From: Alex Khokhlov <alex@lib.msu.ru>
Date: Tue, 6 Apr 2004 19:55:41 +0400
To: "'Alan Kent'" <ajk@mds.rmit.edu.au>, "'ZIG'" <www-zig@w3.org>
Message-Id: <0404061944567000@mail.lib.msu.ru>
Hi Alan!

<warning> highly personal opinion </warning>

I don't know if my information will be of any help for you or not, but I
would like to briefly describe the project I've done for the Moscow State
University Scientific Library last year. It covers many of the questions
mentioned here. The aim of the project was to build a highly scalable
world-wide z39.50 search engine, and I think we've reached our goal. We have
created a free web-based library portal for searching Z39.50 servers that
can search more than 1500 catalogs in parallel. You can try it online here:
http://www.sigla.ru/?i18n=en.

The main problem for the working implementation of a world-wide distributed
search engine as we saw it from the beginning was mainly two-fold:
1. Current methods of querying many Z39.50 catalogs are no faster than the
slowest participating server, because gateway is waiting for all servers to
answer before presenting any records.
2. There are still major issues with interoperability between different
Z39.50 servers: access points and attribute combinations differ in different
implementations and databases. Each catalog requires its own customization
of gateway to produce good results.

Therefore, we have made 2 main decisions in our gateway design: 
1. It should be as much asynchronous and parallel as possible. As a result,
gateway should be able to display results as they come from each catalog and
work with each result set separately.
2. There should be some fully automatic and dynamic engine for query
reconfiguration if any search semantic problems arise. As a result, we have
implemented a scheme for dynamic query reformulation: unsupported access
points and/or attributes are simply removed from query, thus producing less
accurate result, but it's still better than plain 'diag error'. Actual field
experience showed that dropping unsupported pieces of query is justified: it
is the best thing that can be done in most situations that will produce the
best result possible according to the initial request.

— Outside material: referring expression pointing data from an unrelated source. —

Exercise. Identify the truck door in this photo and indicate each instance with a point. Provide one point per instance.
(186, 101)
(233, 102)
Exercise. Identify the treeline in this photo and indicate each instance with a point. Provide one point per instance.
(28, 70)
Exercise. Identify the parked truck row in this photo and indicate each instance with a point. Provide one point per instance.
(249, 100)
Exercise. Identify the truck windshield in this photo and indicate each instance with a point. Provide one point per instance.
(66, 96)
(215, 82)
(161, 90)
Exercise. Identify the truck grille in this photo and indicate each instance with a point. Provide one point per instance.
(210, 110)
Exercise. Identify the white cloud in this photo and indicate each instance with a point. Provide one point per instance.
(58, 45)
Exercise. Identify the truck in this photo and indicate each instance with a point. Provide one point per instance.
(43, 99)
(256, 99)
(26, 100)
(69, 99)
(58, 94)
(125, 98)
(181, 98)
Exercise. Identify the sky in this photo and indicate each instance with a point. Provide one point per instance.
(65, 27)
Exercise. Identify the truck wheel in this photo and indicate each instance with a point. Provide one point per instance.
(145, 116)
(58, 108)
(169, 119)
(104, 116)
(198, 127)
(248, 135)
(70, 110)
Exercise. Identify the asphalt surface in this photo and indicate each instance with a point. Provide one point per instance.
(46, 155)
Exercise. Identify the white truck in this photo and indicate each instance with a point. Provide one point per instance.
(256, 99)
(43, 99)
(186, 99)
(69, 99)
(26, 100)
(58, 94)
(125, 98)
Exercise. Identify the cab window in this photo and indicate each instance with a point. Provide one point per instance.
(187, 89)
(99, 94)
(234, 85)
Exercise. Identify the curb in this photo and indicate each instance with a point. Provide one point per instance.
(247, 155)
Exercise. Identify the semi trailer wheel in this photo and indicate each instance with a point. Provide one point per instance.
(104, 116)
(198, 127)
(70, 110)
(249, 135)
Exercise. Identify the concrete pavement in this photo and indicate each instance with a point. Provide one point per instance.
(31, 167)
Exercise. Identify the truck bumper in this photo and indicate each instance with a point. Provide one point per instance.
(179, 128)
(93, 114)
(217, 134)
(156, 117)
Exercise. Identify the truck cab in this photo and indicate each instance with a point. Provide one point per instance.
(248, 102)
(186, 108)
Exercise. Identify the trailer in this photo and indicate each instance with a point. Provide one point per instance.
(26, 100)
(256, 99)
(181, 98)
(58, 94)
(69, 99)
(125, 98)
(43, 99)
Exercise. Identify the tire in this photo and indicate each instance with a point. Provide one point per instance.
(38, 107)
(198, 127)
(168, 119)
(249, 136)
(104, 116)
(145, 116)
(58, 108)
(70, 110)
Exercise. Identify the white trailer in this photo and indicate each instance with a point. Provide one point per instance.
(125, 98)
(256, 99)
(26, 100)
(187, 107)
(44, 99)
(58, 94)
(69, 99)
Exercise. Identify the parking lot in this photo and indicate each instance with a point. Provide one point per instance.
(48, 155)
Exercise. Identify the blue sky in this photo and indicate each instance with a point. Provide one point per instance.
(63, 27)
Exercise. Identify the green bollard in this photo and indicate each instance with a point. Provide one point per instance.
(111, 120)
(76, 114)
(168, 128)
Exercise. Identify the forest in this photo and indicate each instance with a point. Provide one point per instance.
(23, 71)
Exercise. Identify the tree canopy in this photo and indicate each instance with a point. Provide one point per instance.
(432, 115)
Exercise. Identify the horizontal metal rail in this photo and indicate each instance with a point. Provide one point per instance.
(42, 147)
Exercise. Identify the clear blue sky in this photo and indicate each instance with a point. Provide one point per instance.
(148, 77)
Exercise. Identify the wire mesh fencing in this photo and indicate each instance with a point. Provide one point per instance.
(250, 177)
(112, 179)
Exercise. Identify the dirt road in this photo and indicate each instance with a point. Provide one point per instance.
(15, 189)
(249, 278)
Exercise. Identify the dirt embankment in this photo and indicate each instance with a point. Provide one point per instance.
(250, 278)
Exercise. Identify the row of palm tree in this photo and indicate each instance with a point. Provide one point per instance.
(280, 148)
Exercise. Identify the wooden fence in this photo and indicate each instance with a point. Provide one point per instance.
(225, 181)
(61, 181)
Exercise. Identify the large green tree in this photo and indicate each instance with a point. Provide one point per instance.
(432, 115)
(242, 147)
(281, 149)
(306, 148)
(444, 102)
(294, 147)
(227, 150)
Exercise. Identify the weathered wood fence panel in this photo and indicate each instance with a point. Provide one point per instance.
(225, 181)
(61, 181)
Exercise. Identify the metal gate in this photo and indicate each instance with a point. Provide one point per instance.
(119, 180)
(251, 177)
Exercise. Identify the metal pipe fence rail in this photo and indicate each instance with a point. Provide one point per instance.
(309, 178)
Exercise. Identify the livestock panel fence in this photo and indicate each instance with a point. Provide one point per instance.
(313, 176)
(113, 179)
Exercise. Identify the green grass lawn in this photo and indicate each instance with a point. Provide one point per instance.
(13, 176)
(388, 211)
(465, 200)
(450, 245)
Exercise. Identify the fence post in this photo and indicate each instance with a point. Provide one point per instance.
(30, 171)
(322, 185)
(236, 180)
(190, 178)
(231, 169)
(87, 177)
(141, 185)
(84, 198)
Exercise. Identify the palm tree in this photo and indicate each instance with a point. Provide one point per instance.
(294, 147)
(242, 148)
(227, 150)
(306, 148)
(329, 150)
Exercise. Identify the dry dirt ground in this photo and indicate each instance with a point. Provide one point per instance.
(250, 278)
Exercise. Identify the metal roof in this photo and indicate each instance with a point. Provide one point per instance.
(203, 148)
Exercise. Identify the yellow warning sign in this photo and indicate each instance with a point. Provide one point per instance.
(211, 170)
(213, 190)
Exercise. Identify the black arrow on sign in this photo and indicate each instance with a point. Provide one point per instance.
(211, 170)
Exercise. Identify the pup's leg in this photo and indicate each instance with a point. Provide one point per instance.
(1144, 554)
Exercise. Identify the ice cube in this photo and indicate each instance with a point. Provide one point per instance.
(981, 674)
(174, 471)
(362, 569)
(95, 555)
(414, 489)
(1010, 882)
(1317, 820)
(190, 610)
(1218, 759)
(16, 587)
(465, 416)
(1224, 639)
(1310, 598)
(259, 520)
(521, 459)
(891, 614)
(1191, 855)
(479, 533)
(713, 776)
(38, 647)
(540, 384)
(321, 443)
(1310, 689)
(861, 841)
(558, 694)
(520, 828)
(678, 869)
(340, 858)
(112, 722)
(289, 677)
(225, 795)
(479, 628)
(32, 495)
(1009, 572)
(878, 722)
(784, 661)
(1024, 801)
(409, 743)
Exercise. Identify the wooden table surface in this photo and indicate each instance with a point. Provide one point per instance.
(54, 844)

As for actual implementation, several interesting technical features were
implemented to build the final product. The asynchronous behavior was done
in a 'working thread pool' manner (active working threads, passive z39.50
connection objects). A pool is dynamically populated with threads as needed,
but can't grow over 1000 threads. Each thread is taking a task from a task
queue (one of the 'search', 'sort', 'fetch' or 'browse' for 1 catalog) and
performs necessary actions with remote catalogue in a standard synchronous
manner. Therefore there is no need for any additional developments in any of
existing Z39.50 servers. Any results those are already available are
immediately displayed to the user and can be used without waiting for all
distributed search to complete.

This asynchronous and separate processing of each catalogue also has another
nice aspect: there is no need for strict agreements on common decisions
between catalogues. Gateway uses the native format for bibliographic data
for each catalog, different character encoding schemes and query
reconfiguration is working with each catalog specifically.


So, my opinion about making distributed search in Z39.50 is the following:

1. Keep communication protocols as simple as possible - it will broaden its
usage and will allow more people to participate in building the
infrastructure

2. Search servers should only be responsible for a set of very simple and
independent small tasks - this will keep everything clear and allow more
optimization techniques to be applied in the future

3. Any sophistication or complexity of end-user solutions should be
implemented in portals, GUI applications & other similar client stuff.

This is how we can actually build a diverse distributed infrastructure of
information databases. Other methods are too complicated to be accepted by a
wider community. 

Therefore, there is actually no real need in 'partitial' results
implementation, except that you want to use other metasearch engine like
Sigla in your application. But is another question, and I'm now
investigating possible ways of doing this kind of thing as simple as
possible. I've already got some practical results you can try online - they
are implemented as an extension to SRU protocol. I can provide you with more
detailed information if you are interested.

Best regards, Alex Khokhlov.
Received on Tuesday, 6 April 2004 11:55:38 UTC